安定したペースで走ったトム・デュムランだったが、カンチェッラーラのタイムには及ばなかった Photo: Yuzuru SUNADA安定したペースで走ったトム・デュムランだったが、カンチェッラーラのタイムには及ばなかった Photo: Yuzuru SUNADA

 優勝候補筆頭に挙げられたトム・デュムラン(オランダ、チーム ジャイアント・アルペシン)は最後から2人目、7月のツール・ド・フランスを制したクリストファー・フルーム(イギリス、チーム スカイ)は最終走者と、両者の走りに注目が集まった。

 デュムランは前半から安定したペースで走り、中間計測でも上位に位置。しかし、カンチェッラーラのタイムには届かず、フィニッシュで47秒差の2位にとどめるのがやっと。フルームも中盤以降、徐々にトップとのタイム差が広がっていき、終盤は失速気味に。それでも3位となり、銅メダルは確保した。

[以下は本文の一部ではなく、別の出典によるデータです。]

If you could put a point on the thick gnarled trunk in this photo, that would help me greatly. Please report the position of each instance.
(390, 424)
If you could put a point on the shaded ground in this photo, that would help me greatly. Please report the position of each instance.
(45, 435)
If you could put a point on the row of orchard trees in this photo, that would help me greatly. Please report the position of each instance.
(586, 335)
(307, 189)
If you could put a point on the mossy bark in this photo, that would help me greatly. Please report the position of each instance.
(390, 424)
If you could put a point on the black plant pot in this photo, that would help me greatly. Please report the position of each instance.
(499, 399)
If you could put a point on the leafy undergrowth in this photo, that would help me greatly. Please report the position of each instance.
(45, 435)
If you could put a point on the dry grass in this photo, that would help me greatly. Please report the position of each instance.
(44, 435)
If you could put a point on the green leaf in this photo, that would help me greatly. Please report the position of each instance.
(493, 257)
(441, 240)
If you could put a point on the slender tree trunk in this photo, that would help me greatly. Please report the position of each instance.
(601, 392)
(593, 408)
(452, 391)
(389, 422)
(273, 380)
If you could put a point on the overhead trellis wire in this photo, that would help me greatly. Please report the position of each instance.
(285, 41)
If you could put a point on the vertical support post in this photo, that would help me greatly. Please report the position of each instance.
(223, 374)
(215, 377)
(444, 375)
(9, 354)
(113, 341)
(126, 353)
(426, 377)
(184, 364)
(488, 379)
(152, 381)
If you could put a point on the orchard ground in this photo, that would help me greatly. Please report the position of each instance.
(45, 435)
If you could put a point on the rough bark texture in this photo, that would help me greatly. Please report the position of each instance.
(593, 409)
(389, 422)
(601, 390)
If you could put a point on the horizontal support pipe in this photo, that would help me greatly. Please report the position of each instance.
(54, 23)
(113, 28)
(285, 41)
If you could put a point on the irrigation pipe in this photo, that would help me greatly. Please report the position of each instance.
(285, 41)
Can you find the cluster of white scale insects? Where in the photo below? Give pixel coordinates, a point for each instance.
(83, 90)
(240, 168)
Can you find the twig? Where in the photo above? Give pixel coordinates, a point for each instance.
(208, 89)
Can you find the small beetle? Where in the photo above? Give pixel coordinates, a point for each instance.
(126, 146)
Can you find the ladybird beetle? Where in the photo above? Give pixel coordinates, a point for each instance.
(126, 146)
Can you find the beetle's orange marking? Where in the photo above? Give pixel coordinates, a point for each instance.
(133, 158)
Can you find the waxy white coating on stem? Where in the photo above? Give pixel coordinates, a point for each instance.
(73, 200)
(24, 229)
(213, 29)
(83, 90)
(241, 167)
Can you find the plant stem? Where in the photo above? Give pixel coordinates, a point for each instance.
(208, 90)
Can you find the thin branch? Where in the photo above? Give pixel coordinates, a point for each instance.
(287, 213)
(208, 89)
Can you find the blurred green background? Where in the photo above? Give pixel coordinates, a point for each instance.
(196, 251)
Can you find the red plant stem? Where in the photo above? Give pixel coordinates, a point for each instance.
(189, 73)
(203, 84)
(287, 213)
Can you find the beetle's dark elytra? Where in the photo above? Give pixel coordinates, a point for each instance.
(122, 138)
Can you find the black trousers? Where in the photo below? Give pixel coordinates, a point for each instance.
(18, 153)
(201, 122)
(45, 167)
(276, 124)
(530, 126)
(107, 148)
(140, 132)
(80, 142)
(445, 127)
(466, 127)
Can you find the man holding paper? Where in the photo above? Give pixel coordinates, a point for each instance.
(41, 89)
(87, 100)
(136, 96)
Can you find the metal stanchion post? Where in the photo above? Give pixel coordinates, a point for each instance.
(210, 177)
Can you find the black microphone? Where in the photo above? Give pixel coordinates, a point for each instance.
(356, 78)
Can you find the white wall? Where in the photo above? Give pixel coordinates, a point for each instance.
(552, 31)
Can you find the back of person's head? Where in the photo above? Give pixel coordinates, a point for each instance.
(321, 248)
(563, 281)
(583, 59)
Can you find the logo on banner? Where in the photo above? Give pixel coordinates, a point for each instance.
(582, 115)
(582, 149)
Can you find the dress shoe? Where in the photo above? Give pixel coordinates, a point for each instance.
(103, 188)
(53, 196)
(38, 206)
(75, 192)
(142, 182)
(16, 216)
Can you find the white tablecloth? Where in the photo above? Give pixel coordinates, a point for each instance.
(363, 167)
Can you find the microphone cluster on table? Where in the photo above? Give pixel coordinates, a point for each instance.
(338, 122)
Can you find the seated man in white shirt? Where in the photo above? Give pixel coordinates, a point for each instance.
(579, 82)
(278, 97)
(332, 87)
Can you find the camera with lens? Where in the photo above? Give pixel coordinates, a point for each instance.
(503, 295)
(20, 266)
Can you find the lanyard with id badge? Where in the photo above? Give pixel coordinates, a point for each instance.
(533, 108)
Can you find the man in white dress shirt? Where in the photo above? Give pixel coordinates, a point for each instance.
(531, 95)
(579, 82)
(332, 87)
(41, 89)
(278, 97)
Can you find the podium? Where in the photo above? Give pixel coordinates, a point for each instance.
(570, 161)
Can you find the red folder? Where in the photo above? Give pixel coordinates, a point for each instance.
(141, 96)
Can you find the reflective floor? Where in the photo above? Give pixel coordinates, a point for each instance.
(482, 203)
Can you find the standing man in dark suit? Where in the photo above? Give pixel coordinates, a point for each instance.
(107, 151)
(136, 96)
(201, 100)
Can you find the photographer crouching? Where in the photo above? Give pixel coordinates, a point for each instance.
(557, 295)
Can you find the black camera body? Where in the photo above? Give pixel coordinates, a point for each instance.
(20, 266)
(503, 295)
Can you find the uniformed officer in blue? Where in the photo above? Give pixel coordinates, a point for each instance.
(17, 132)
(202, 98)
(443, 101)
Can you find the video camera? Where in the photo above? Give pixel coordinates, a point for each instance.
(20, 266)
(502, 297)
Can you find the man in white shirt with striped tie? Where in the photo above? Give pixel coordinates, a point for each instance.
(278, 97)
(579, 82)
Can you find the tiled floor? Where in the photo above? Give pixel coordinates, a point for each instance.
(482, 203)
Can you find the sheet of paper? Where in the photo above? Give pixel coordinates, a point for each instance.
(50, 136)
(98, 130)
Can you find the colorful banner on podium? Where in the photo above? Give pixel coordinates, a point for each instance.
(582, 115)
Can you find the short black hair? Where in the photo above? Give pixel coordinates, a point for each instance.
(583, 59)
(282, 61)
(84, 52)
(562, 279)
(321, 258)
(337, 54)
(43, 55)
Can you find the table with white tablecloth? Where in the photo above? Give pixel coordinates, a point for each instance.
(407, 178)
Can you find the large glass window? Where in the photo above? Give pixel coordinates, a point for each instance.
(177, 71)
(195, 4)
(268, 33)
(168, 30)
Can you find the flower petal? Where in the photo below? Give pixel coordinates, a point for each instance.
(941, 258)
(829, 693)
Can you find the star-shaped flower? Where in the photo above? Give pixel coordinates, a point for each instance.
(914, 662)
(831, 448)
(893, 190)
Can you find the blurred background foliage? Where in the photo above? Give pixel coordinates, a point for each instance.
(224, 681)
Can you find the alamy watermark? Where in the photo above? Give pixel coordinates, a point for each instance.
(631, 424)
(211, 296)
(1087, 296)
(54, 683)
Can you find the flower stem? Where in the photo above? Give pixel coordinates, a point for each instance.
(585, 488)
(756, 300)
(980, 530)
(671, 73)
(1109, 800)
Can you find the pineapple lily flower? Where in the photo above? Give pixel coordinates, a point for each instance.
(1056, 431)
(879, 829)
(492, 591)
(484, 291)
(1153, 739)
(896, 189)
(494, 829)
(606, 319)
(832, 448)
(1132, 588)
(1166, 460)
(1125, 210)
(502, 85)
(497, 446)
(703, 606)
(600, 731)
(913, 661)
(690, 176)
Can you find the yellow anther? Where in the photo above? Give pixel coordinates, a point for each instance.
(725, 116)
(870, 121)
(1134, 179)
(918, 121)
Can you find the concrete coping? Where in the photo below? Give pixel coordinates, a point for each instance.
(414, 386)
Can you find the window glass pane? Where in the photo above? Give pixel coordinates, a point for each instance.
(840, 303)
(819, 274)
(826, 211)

 カンチェッラーラはフルームのフィニッシュを見届けると、チームスタッフと飛び跳ねて大喜び。2008年北京大会以来、8年ぶりの五輪の金メダルだ。

最終レースになるかとの問いには答えず

勝ち名乗りを受けて表彰台で飛び跳ねるファビアン・カンチェッラーラ。大きな体も喜びで軽やかだ Photo: Yuzuru SUNADA勝ち名乗りを受けて表彰台で飛び跳ねるファビアン・カンチェッラーラ。大きな体も喜びで軽やかだ Photo: Yuzuru SUNADA

 優勝が決まり、感情を抑えられず涙を流したカンチェッラーラ。これまでのプロキャリアでは、石畳系の「北のクラシック」や個人タイムトライアルで隆盛を極めた。

 そして、かねてから2016年限りでの引退を表明し、現役最終シーズンの最中での栄冠となった。

 自転車競技は、ロード種目が終了。11日からはトラック種目が行われる。

 表彰式を終えてからの記者会見では、あらゆる質問が飛んだ。なかでも、引退に関するものが多く、カンチェッラーラ本人も改めて今シーズンが最後になることを強調した。一方で、このレースがキャリア最後になるのかとの問いについては、「今は聞かないでほしい。まずは喜びに浸りたい。シーズン終了に向けては、チームやスポンサーと協議をしていくことになるだろう」とし、明言は避けた。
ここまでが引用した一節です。